To supplement my income until filmmaking brings in the dough, I work as a reader and part-time lunch server. A couple of months ago, I was laid off from the serving job I had worked at for about six years. I primarily worked Mon thru Wed lunches and not only did I have these same shifts since I started, but I rarely deviated from them.

The math tells a story. For six years, serving the same three lunch shifts week in and week out, one can only guess how many people I’ve met in terms of this job only. I think a number in the mid thousands is a fair estimate, yes? With that number in mind, think about how some of those people were regulars, meaning they came in on a weekly or bi-weekly basis, and how those same people could start to become more to me than simply another human I was serving.

Well, for the first time for me as a server (and I’ve served on and off for about fifteen years), this happened. I thought about it today and realized something about these people. Can’t say we were friends but hard to say we weren’t. Can’t really say I thought much about them outside of work but while with them there, conversation flowed and carried over to next time. Can’t say I wanted to see them all the time but after two months, I do miss them. This may not be the typical relationship I have with people in my life, but I can say something for sure.

With many of my regular customers, I’d be lying if I said them all, I felt a connection.

Perhaps it was just being in the same place at the same time, over and over again, but is it not a connection nonetheless? For some, this may be the UPS guy who comes into your office everyday or the sandwich shop girl who makes your meal the moment she sees you coming. These connections, while seemingly random and lacking in depth, can be very real and meaningful.

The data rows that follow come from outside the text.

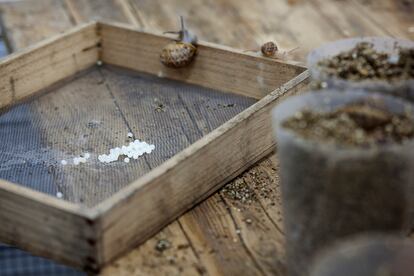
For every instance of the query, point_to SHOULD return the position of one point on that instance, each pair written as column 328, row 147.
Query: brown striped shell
column 178, row 54
column 269, row 49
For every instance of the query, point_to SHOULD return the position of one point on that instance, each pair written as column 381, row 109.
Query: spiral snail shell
column 180, row 53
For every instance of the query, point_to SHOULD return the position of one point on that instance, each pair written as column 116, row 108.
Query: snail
column 180, row 53
column 271, row 50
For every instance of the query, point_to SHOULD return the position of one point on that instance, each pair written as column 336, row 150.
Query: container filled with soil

So this blog is dedicated to those connections I made while at my last job. Due to circumstances outside my control, I was unable to say goodbye to most of them and they went from being in my life for years to being someone I’ll probably never see or talk to again, unless our paths just happen to cross… And while this is what it is, and life will go on and I’ll likely forget many of these people, the connection we shared will always exist and just maybe, we’re all the better for it.

I think I am.

So Cheers!

to the pretty lady who sat at the counter, ordered quickly and treated everyone with respect and a smile;
to the silent businessman who appreciated good service and being left alone;
to the adorable senior citizen couple who were both sharp, witty and kind;
to the vendor who came in for a pulled pork sandwich every now and then and told us about his poker games;
to the couple who were outside the door exactly at open so they could get the booth;
to the business lady who kept to herself but let you know she appreciated you remembering her order;
to the lawyer who became part of our restaurant family;
to the outspoken Italian who still came in after the passing of his dear significant other:
to the woman who was his significant other, who had become my friend before she left us, RIP Andy;
to the group of guys who came in, ate quick and made you laugh;
to the owners of the building the restaurant was in, who were cool and respectful;
and to the guy who came in for the same to-go and always made a point to say hello.

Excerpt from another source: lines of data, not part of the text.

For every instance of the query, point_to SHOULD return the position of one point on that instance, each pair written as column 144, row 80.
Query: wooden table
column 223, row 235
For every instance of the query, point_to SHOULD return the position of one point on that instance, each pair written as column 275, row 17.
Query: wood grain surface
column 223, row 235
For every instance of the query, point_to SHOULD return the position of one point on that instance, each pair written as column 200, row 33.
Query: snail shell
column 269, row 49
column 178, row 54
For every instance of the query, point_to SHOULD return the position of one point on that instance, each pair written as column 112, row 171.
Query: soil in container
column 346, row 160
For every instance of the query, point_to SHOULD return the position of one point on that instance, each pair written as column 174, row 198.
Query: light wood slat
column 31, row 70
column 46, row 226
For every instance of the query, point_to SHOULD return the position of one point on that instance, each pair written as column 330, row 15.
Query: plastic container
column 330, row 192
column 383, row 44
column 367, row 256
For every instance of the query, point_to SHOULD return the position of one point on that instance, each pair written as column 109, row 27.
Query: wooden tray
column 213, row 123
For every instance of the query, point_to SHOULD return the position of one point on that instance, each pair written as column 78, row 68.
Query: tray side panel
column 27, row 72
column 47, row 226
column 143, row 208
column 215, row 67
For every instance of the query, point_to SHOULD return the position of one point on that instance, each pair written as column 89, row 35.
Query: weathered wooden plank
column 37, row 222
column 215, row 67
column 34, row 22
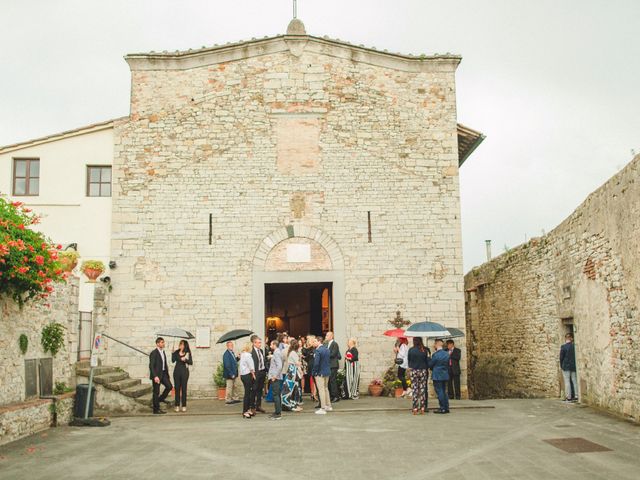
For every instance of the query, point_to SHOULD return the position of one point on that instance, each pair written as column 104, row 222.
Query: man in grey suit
column 334, row 362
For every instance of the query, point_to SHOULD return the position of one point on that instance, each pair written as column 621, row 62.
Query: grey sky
column 554, row 84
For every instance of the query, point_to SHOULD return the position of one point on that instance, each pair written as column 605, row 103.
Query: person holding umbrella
column 182, row 358
column 439, row 364
column 418, row 359
column 401, row 350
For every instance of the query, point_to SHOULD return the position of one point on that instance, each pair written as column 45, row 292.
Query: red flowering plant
column 28, row 261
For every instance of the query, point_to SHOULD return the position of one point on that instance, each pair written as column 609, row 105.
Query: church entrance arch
column 298, row 284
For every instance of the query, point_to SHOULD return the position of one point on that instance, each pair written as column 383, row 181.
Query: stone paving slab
column 504, row 442
column 364, row 403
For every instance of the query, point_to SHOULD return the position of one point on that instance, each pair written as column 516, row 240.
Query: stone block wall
column 33, row 416
column 584, row 273
column 63, row 308
column 209, row 140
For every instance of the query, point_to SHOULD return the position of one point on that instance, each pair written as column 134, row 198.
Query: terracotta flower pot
column 375, row 390
column 222, row 393
column 92, row 274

Some rules are made to be broken.

A couple of days ago, I walked into a restaurant with the boy who I’m dating. When the host seated us, my date asked if we could have a table where we could sit next to each other rather than across from each other.

I paused.

Hold the phone.

First, allow me to explain. I’m an ex-server. I’ve waited tables for more years than the average three-year old can count up to and therefore, I know the rules of serving. And one of them, which most servers would back me on in a heartbeat is this: sit where the host seats you and don’t ask for a table with more chairs than your party is going to sit in.

Dilemma though.

Truth is, I wanted to sit next to him. Plain and simple. So I glanced around and saw there were several open tables and so I justified it in my head. But this got me thinking about rules. Are some to be broken? Or do we break them only when it’s convenient to us?

Well, I decided this. Considering it was nice to sit near him, that I want to do it again and that I liked how he asked for a table in which we could do so, I figure some rules are meant to be broken.


I am now taking that one off my server rules list. Let couples sit near each other! I will never again roll my eyes at the thought, even if they take up my four top.